A General Accounting Office report counters widespread suggestions that the
government’s increased use of multiple-award contracts has resulted in too many
sole-source task orders.


GAO said agencies varied in their efforts to promote competition within multiple-award
contracts. “Two of the six organizations we reviewed consistently obtained
competition for orders under multiple-award contracts, but the remaining four did
not,” the report said.


The organizations where there were problems are taking steps to increase
competitiveness, said the report, Acquisition Reform: Multiple-award Contracting at Six
Federal Organizations.


The report, released last month, is much less harsh than many federal market observers
had anticipated. Some lawmakers have suggested that agencies avoid competition by using
preferred vendors for task and delivery orders under multiple-award contracts.


Earlier this year, in anticipation of the GAO report, Office of Management and Budget
director for management G. Edward DeSeve directed agencies to boost the competition for
task orders under such contracts [GCN, June 1, Page 69].


“We were very satisfied with the results,” said Olga Grkavac, senior vice
president for systems integration at the Information Technology Association of America.
The Arlington, Va., association counts among its members several IT vendors that hold
large federal multiple-award IT contracts.


The final GAO report did not live up to the “leaked versions,” Grkavac said.


GAO also concluded in its report that multiple-award contracts do not pose a threat to
small businesses. “Despite concerns that the use of the multiple-award contracting
mechanism would tend to exclude small businesses from the federal marketplace, the
experience with the contracts we reviewed indicates that small businesses can compete
successfully, given the right circumstances,” the report said.


The Office of Federal Procurement Policy and the Small Business Administration are
taking steps to preserve small-business opportunities, GAO said.

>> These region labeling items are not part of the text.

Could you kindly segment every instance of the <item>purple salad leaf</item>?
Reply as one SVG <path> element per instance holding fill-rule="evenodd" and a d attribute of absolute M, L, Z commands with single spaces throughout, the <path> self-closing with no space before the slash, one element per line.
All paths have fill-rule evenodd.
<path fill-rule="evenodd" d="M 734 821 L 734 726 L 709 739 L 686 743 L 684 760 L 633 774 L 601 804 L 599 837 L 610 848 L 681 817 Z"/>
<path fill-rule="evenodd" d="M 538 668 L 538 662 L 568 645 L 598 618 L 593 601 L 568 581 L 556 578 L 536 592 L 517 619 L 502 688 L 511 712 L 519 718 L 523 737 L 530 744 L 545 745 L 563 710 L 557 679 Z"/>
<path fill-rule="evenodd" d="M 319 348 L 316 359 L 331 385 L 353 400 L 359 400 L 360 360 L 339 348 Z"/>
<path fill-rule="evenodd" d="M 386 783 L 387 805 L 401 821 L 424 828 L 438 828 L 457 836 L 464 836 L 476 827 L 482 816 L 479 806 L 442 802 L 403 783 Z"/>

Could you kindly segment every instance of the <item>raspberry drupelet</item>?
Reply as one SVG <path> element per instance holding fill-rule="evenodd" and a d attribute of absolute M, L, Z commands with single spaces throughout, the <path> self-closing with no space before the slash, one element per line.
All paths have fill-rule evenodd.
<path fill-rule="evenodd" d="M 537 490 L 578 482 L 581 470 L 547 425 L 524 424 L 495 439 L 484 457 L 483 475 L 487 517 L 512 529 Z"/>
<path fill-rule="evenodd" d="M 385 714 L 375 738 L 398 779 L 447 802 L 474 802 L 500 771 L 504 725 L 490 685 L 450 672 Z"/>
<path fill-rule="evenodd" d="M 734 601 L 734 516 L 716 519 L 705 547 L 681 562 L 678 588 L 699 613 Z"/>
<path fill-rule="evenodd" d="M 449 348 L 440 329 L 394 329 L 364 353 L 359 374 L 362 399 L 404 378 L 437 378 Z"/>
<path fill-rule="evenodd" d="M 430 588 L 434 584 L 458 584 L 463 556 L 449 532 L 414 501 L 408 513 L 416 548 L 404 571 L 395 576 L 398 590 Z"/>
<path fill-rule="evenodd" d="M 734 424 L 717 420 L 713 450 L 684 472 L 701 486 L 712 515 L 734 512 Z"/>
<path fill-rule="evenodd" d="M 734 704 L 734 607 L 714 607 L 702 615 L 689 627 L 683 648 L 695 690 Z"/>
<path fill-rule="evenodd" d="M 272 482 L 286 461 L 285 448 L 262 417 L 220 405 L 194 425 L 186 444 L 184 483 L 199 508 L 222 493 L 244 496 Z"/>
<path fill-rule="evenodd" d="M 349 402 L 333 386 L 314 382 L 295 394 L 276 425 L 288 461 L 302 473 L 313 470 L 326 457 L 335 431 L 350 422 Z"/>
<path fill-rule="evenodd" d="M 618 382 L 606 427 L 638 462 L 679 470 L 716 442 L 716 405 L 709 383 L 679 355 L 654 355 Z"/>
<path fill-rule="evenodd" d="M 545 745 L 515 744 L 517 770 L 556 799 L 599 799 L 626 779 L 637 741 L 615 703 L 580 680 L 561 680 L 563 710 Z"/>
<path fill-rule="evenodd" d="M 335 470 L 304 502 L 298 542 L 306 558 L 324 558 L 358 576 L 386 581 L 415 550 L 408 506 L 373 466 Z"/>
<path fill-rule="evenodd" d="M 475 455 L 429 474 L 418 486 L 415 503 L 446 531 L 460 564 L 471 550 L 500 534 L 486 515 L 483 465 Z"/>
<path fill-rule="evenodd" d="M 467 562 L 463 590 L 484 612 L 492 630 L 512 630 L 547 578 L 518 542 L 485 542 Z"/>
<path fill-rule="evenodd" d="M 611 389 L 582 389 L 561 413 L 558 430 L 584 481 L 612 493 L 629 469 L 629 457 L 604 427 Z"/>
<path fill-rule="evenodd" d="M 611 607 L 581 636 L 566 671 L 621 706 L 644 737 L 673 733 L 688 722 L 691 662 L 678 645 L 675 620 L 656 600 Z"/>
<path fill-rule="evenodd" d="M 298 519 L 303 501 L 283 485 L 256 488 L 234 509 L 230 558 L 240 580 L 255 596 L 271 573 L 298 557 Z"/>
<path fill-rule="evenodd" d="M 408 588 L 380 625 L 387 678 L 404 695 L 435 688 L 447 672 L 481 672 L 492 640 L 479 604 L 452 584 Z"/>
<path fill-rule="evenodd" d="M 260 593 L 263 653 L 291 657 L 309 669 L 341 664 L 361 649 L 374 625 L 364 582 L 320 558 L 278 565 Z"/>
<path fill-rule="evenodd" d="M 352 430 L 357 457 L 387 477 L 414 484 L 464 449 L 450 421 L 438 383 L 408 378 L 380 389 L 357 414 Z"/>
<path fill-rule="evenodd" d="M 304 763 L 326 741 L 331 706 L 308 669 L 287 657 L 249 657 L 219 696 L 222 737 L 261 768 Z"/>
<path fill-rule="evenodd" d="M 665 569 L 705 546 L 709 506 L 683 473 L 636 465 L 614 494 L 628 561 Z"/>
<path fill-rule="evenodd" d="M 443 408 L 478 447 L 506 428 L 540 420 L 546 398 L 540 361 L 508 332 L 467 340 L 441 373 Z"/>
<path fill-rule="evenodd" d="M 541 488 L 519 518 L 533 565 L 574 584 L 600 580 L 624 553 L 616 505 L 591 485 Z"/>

GAO examined six programs: the Air Force’s Desktop V contracts, the Air Force
Electronic Systems Center’s Management Information Systems Technical Support buy, the
Defense Information Systems Agency’s Defense Enterprise Integration Services, the
General Services Administration’s Can’t Beat GSA Leasing and Renovations buy,
the National Institutes of Health’s Chief Information Officer Solutions and Partners
program, and the Transportation Department’s Information Technology Omnibus
Procurement.


GAO found that the Air Force Electronic Systems Center and GSA regularly sought
competing orders under their contracts.


Although there were sole-source orders among the other programs, those agencies were
trying to resolve the problem, GAO said.


For example, sole-source orders represented 64 percent of orders placed against
Transportation’s ITOP contracts, the report said.


Although DOT requires program officials to justify sole-source orders, some of the
justifications were less than convincing, GAO said. DOT officials told GAO that they will
require legal review for the justifications on large sole-source orders.


For the first half of fiscal 1998, DOT reduced the proportion of sole-source orders to
38 percent with 25 percent of the dollars being awarded under sole-source orders, GAO
said. “While reducing its sole-source orders, DOT has not yet met OFPP’s
guideline of obtaining competition on 90 percent of orders,” the report said.


Robert Deller, president of Market Access International Inc. of Chevy Chase, Md., said
there will be some sole-source contracting but that the overall situation is much improved
as a result of procurement reform.


“It still goes on, but it’s at a much more refined level,” Deller said.


OFPP administrator Deidre A. Lee said multiple-award contracts have become an important
vehicle for agency buys, but she acknowledged that agencies need to be diligent about
promoting competition.


Before GAO had released its reports, congressional staff members had suggested there
might be hearings and legislation resulting from GAO’s findings. But “based on
the final report, we don’t see that happening,” Grkavac said.